Germany has begun making payments to victims of crimes attributed to a neo-Nazi cell uncovered in November. With a large stack of applications, the government says it hopes to approve them in an "non-bureaucratic" way.
The German government on Monday said it has begun giving out compensation payments to victims of a neo-Nazi cell suspected of committing multiple crimes, including at least 10 murders and two bomb attacks over a seven-year period.
A spokeswoman for Justice Minister Sabine Leutheusser-Schnarrenberger said the government had already received several applications, and that some victims had already received payments of between 5,000 and 10,000 euros ($6,600 and $13,200).
The spokeswoman said the ministry aims to approve the applications in an "non-bureaucratic" manner so victims will not have to give detailed accounts of their suffering in order to be compensated.
The group is also suspected of carrying out two bomb attacks in the western city of Cologne in 2001 and 2004 and a number of armed bank robberies. Twenty-three people were injured in the bombings.

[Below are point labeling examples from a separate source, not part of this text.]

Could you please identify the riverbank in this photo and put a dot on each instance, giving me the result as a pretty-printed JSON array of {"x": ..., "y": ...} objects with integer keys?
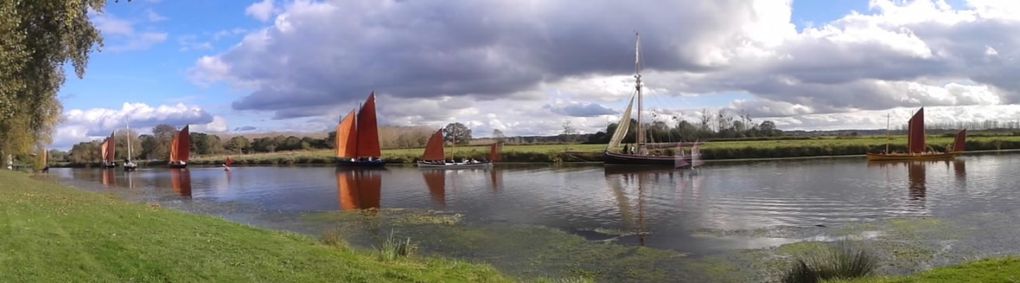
[
  {"x": 718, "y": 150},
  {"x": 56, "y": 233}
]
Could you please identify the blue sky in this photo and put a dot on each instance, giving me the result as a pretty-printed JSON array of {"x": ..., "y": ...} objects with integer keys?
[{"x": 283, "y": 65}]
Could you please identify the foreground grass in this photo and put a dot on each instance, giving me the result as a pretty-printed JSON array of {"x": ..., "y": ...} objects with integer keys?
[
  {"x": 819, "y": 146},
  {"x": 54, "y": 233},
  {"x": 990, "y": 270}
]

The Justice Ministry announced a 1-million-euro fund for victim compensation last November. It has declined to estimate how many victims would receive payouts, but Leutheusser-Schnarrenberger has said additional money could be approved if necessary.
The discovery of the neo-Nazi cell - and its ability to avoid detection for more than a decade - has led to calls for better coordination of Germany's 32 state police forces and intelligence agencies.